The next morning it was if the situation was reveresed. All autoupdates on my machine are turned off. Adobe always says to upgrade everything (in all honesty that has never worked for me in the past, but I did it anyway). Nothing changed.

One more clue: when loading photos in Bridge they do look OK for a while, but after 4 seconds or so they become saturated again. The jpgs continue to look flat. The same goes for loading the photos into Lightroom.

I have recently upgraded to High Sierra, and reinstalled all my software. Everything stays the same now.

Adobe tech support has been limited and we have been spinning around in circles for weeks. Has anyone else had this issue and found a solution?
 
Raw files have a JPEG embedded inside of them, created by the camera and using the camera’s JPEG settings. It is what you see when you view the raw on the back of the camera.

Bridge will pull up those embedded preview JPEGs when you first load the raw into your computer. Eventually, the Adobe software will automatically re-render the image, and from then on you’ll see that in Bridge.

The Adobe rendering of Sony raw files will never exactly match Sony JPEGs, but you can try adjusting your settings.
 
....Eventually, the Adobe software will automatically re-render the image, and from then on you’ll see that in Bridge.

The Adobe rendering of Sony raw files will never exactly match Sony JPEGs, but you can try adjusting your settings.
Thank you for the support Mark!

I realize that they look different, but my question is "Why are my RAW files now really dark and saturated all the time, and jpgs washed out and flat? It used to be the opposite, and I am not aware of why this changed".

It is puzzling as to why this happened, and I am used to getting RAW files that look desaturated and flat, and I adjust them from there. I thought RAW files always looked flat until we saturated them in ACR. Is this not the case?
 
I have files from the Sony A7R II that used to appear very desaturated. One night I was editing a few photos in Adobe Bridge 2018 (Mac OS Sierra) and ACR from a test shoot, and everything was fine. I would shoot jpegs and they were saturated, and the RAW files looked desaturated but would be saturated after I edited them in ACR.

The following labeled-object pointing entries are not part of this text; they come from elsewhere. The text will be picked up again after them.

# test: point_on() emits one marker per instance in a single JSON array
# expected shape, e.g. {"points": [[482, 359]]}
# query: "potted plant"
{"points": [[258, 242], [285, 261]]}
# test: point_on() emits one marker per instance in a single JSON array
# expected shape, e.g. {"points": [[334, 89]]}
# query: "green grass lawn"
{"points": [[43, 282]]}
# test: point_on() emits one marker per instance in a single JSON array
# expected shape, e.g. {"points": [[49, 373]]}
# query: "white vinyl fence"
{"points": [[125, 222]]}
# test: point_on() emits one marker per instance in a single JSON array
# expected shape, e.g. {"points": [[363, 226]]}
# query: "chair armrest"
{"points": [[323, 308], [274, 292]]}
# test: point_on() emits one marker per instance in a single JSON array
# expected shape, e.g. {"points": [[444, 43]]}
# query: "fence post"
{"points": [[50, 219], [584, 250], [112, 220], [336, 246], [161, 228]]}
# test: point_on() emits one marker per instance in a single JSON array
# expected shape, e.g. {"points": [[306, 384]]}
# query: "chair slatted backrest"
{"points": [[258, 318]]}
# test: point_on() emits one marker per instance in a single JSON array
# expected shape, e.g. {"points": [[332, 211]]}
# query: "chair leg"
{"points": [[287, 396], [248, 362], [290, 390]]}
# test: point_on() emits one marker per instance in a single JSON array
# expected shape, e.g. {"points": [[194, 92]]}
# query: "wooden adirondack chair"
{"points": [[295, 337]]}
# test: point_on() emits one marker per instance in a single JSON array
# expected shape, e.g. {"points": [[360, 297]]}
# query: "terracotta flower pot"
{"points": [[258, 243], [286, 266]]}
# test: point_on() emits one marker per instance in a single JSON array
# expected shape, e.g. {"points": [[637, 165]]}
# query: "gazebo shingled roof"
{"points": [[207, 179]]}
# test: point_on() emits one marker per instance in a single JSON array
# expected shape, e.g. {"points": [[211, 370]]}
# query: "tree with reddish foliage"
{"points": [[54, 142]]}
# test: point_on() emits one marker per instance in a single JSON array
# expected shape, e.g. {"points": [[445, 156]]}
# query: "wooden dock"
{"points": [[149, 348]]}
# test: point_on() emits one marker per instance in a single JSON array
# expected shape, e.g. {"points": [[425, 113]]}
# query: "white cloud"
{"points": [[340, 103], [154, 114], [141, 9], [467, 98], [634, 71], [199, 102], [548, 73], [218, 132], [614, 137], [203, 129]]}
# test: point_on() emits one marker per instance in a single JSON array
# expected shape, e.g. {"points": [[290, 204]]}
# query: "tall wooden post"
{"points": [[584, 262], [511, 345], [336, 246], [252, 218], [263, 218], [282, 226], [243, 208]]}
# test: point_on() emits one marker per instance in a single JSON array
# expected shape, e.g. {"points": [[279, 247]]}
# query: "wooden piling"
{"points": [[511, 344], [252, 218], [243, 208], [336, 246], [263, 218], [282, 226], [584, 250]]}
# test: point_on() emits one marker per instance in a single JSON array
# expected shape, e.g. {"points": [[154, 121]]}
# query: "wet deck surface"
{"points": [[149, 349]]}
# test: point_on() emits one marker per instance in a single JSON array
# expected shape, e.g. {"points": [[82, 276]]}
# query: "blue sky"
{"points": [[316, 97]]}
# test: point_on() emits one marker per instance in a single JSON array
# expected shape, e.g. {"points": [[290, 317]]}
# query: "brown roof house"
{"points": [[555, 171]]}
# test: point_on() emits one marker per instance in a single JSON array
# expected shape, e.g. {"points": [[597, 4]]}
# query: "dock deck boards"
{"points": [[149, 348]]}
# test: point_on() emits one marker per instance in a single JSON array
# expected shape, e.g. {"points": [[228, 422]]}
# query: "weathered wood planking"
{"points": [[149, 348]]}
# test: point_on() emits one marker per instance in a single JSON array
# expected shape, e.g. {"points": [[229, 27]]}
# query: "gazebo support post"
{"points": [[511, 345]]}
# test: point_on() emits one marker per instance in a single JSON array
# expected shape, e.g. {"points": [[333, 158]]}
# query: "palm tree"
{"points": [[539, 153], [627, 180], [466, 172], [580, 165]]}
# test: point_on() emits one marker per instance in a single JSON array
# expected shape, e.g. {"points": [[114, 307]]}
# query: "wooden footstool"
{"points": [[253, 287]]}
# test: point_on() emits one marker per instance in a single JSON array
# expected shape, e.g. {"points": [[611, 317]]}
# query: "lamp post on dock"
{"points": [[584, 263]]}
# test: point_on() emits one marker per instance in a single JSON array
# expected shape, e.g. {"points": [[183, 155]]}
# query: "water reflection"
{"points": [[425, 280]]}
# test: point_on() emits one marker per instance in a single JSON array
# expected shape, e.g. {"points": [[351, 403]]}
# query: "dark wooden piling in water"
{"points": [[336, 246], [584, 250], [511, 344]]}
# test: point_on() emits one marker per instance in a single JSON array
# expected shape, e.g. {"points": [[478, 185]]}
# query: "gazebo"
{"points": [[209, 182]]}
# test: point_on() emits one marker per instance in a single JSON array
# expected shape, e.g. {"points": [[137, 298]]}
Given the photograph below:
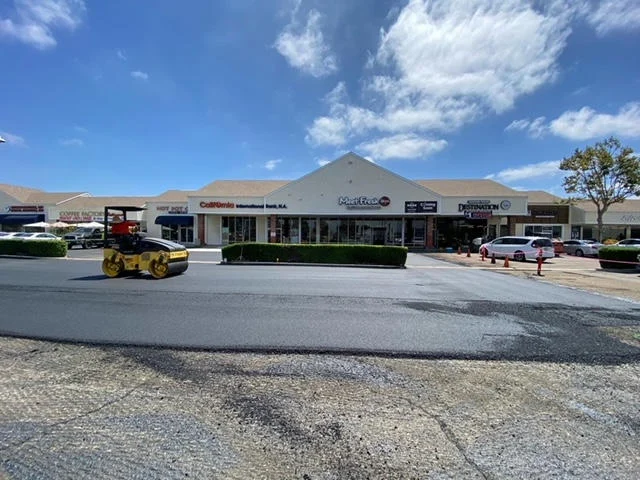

The next morning it was if the situation was reveresed. All autoupdates on my machine are turned off. Adobe always says to upgrade everything (in all honesty that has never worked for me in the past, but I did it anyway). Nothing changed.

One more clue: when loading photos in Bridge they do look OK for a while, but after 4 seconds or so they become saturated again. The jpgs continue to look flat. The same goes for loading the photos into Lightroom.

I have recently upgraded to High Sierra, and reinstalled all my software. Everything stays the same now.

Adobe tech support has been limited and we have been spinning around in circles for weeks. Has anyone else had this issue and found a solution?
I really don't have the answer to your problem and I'm still using the old PhotoShop CS6 on Win10. Recently I got a new computer and had to reinstall everything. I had a devil of a time getting ACR to use my own custom default preset. It kept on applying Adobe's default preset instead of mine. I got it working properly but don't ask me how.

My only suggestion is to open a Raw file and dig deep into each tab of ACR - particularly Camera Calibration - and see if ACR is automatically applying some weird preset.

In addition, I suppose it wouldn't hurt to check the A7RII Creative Styles settings to make sure nothing has happened to them.
 
....Eventually, the Adobe software will automatically re-render the image, and from then on you’ll see that in Bridge.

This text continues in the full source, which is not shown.